L’India e’ un mondo a parte. E’ il posto dove arrivi con le tue conoscenze e convinzioni e dove sei costretto a rivedere tutto, ad interrogarti nel profondo dell’anima.
Un paese vasto, affascinante da togliere il fiato, ricco di storia e contemporaneamente una nazione terribilmente ingiusta verso Il suo stesso popolo: razzista al suo interno e ancorata a tabù millenari da farla risultare, nella realtà quotidiana degli indiani, una nazione invivibile.

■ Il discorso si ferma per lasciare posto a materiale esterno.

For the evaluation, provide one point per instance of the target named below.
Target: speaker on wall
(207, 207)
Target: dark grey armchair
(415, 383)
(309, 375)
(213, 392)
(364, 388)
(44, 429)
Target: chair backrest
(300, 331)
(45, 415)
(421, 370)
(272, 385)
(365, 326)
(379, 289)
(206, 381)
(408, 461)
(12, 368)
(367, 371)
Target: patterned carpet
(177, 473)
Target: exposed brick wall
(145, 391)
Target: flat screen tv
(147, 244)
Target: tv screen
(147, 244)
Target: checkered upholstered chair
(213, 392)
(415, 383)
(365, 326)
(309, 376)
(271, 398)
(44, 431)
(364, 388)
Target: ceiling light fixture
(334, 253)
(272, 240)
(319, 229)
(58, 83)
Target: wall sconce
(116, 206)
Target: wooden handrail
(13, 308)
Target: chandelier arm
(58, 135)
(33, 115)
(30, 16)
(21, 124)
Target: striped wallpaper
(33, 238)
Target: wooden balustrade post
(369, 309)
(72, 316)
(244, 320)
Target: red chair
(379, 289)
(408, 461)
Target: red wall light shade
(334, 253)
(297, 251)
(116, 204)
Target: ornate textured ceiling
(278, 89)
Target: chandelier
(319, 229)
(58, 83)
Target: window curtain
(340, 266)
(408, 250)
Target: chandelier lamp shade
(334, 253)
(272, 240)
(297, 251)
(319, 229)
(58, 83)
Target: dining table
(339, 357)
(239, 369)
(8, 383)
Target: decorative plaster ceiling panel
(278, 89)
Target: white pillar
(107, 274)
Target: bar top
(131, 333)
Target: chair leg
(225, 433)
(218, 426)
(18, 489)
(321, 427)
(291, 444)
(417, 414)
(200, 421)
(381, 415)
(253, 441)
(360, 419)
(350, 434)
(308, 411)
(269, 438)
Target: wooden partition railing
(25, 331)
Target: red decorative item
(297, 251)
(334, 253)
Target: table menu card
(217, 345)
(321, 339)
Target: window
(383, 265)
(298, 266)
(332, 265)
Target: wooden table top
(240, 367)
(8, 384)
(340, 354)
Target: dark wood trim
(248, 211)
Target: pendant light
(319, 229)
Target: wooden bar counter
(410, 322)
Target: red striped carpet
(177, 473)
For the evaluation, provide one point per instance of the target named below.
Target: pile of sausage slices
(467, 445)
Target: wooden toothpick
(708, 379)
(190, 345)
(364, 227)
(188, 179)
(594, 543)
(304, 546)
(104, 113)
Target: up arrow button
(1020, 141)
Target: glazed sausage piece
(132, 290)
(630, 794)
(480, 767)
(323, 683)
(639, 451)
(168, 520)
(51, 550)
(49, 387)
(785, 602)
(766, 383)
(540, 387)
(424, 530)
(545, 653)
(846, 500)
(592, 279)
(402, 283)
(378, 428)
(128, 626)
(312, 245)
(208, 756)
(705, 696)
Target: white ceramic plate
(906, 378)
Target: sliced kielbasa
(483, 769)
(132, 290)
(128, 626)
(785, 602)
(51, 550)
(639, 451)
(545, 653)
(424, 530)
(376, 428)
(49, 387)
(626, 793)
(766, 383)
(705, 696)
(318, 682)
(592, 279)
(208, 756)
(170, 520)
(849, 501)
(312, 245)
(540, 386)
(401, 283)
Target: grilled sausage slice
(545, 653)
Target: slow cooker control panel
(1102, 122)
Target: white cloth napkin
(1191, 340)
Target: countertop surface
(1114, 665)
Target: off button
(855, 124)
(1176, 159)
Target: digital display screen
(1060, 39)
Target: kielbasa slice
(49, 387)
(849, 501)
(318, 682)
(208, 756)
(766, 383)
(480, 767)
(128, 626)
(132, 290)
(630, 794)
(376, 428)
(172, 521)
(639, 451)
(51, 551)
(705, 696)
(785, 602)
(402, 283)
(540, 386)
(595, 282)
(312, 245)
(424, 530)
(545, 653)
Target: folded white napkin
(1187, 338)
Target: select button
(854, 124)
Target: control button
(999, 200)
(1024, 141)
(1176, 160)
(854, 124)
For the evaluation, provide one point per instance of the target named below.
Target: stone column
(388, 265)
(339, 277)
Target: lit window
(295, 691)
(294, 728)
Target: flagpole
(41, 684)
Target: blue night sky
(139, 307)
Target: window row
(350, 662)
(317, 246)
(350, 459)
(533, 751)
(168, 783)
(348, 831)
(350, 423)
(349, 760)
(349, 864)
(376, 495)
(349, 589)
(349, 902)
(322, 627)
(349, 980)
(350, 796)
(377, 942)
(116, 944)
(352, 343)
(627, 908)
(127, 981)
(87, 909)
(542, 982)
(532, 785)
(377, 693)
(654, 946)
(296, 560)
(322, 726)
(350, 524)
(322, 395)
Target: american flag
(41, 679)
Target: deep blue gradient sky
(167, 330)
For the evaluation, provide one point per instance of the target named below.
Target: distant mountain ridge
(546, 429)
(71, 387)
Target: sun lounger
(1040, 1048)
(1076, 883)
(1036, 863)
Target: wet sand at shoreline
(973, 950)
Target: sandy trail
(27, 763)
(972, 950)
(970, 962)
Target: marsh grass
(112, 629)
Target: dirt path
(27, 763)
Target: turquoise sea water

Povertà, ignoranza, intolleranza verso le persone disabili, corruzione altissima e radicata come una mafia, ottuse superstizioni, violenza sulle donne, divisione delle persone in caste di appartenenza. Discriminazione sociale, condizione inumana delle vedove specialmente nelle zone non urbanizzate e la lampante disparità di trattamento del genere femminile, considerato inferiore in tutto e per tutto a quello maschile.
Questa umiliante condizione della donna è l’aspetto che più colpisce il cuore quando parli con le persone. La riscontri camminando tra i mercati o gustando il masala chai [1] nella dhaba [2] o piuttosto nel lussuoso Cafè della Starbucks. Te ne accorgi se visiti il paese da viaggiatore, non come semplice turista e acquisisci una certezza: l’india non è un paese per donne. Anche se non tutti la pensano così.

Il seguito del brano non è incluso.